CSX argued it’s entitled to setoff because it is being required to pay twice for Gardner’s lost wages, while Gardner argued his disability annuity comes from a “collateral source” and shouldn’t be regarded as payment from the railroad company.
In denying the request for setoff, Marion Superior Judge Gerald Zore cited the Supreme Court of the United States decision of Eichel v. New York Cent. R.R. Co., 375 U.S. 253 (1963) as controlling.
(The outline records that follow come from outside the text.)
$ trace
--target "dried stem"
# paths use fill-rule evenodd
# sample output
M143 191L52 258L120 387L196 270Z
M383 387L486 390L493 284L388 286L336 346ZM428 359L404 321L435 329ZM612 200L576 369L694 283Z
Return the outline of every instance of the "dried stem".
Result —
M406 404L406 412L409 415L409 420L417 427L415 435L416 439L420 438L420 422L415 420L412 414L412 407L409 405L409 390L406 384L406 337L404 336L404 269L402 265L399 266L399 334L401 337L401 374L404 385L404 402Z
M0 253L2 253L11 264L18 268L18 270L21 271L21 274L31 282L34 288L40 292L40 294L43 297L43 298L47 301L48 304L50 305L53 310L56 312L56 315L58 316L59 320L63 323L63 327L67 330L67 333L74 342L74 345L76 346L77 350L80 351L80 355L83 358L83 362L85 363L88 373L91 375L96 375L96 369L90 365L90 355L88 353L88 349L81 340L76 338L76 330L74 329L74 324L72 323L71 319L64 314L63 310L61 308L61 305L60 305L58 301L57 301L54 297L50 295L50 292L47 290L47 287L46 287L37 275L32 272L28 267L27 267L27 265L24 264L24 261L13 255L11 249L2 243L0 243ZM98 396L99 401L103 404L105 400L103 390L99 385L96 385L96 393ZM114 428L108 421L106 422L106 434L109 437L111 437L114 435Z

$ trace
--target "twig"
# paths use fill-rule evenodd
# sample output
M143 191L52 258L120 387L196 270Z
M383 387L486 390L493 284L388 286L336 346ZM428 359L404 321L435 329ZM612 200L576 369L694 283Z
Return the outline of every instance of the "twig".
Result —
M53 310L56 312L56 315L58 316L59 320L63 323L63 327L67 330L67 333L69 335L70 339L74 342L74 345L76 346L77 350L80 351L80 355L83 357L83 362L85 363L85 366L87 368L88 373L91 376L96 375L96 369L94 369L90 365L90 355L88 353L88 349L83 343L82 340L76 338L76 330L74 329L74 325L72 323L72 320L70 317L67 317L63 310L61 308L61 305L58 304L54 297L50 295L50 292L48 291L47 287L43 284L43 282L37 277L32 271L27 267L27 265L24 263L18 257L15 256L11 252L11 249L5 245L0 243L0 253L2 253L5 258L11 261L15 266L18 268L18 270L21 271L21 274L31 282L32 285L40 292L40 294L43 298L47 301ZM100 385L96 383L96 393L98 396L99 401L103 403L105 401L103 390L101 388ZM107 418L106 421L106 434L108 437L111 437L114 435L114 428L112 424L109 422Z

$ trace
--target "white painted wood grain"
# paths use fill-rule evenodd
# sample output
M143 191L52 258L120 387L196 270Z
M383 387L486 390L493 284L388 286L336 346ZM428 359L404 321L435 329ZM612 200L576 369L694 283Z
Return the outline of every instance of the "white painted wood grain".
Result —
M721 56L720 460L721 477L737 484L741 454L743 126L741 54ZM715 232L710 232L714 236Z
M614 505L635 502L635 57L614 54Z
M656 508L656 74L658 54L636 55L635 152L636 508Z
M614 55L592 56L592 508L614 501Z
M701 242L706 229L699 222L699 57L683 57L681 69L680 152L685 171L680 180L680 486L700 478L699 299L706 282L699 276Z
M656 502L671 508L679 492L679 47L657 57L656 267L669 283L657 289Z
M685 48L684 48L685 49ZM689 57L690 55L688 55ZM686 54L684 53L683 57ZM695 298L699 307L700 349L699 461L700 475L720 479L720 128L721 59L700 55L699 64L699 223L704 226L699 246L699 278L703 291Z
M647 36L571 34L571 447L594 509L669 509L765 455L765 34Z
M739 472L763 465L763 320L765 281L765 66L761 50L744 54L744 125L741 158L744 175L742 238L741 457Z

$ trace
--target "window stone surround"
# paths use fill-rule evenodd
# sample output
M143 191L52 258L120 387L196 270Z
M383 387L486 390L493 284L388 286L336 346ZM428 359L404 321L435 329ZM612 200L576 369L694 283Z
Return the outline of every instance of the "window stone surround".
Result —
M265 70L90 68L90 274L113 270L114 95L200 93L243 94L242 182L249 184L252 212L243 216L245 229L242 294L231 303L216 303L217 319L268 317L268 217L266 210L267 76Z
That ruling held benefits under such a retirement or disability system like the RRA are not directly attributable to the contributions of the employer and can’t be considered in mitigation of the damages caused by an employer.
Questions before the appellate judges were whether the RRA disability annuities are from a collateral source, and whether that amount, to the extent that CSX paid taxes to the fund based on Gardner’s employment, should be setoff from the jury’s FELA award.
The appellate judges looked at an array of caselaw from other states and federal jurisdictions, as well as Congressional intent, in deciding against the railroad company.
“We conclude that the fact that CSX contributed to the RRA Fund because of statutory requirement, and not as a voluntary attempt to insulate itself from liability for its negligence, weighs in favor of concluding that payments Gardner receives from the RRA Fund are from a collateral source,” Judge Margret Robb wrote for the panel, which also included Judges Cale Bradford and Nancy Vaidik
The court also considered Congressional action in this area in not addressing setoff because of the RRA, saying, “that gives rise to the inference that Congress is satisfied with the courts’ decisions disallowing setoff.”
“We recognize that as a result of the trial court disallowing setoff, Gardner has been made more than whole,” she wrote. “This situation is common under the collateral source rule, and CSX’s argument that such overcompensation is unjust is not persuasive. The solution to overcompensation is not to reduce a negligent employer’s liability.”